The Magecart threat looms large for online retailers and their
customers, as the criminal groups that have been assigned this
collective name are constantly trying out new tricks for stealthily
compromising the shops and achieving persistence.

According to security researcher Willem de Groot, the Magecart
attackers have become so adept at the latter that many online
merchants end up having to clean their shops many times.

“In the last quarter, 1 out of 5 breached stores were infected (and
cleaned) multiple times, some even up to 18 times. This shows that
counter measures taken by merchants and their contracted security
firms often fail,” he pointed out.

Changing tactics and expanding methodologies

De Groot has been tracking this and other similar threats affecting
online shops for years now, and puts Magecart operatives’ success down
to a number of tactics.

“Magecart operatives are getting more sophisticated in hiding their
presence and ensuring future access. Once an operative gains access to
a merchant’s server, it is common to litter the site with backdoors
and rogue admin account,” he explains.

They also use reinfection mechanisms such as database triggers and
hidden periodic tasks to reinstate their payload, obfuscation
techniques to hide their malicious code, and have begun using zero-day
vulnerabilities and exploits to gain a foothold on target sites.
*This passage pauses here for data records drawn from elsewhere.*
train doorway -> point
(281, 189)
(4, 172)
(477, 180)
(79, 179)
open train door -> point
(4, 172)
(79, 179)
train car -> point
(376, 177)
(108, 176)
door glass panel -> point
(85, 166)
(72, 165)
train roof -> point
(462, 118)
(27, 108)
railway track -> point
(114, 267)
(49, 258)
Add to this their penchant for hitting many targets at once by
compromising third parties that provide them with certain services,
and it’s no wonder that the targets are having trouble keeping
Magecart groups at bay.

Preventing reinfections

Among the public examples of stores battling with Magecart
reinfections are Kitronik and Zapals.

And it’s not just the online shoppers: customer engagement service
Feedify, which has been compromised by Magecart to get to hundreds of
e-commerce sites, initially found it challenging to boot them from
their digital premises.

On average, it takes online merchants nearly 13 days to discover and
remove the skimming scripts injected by Magecart. Reinfections
typically occur within 11 days.

Another thing that’s good to keep in mind is that the attackers are
particularly active during weekends.

While it may be difficult to prevent Magecart from compromising your
online shop, detection of injected scripts or any other malicious code
change can be made easier and quicker by using automated tools or
services designed specially for this.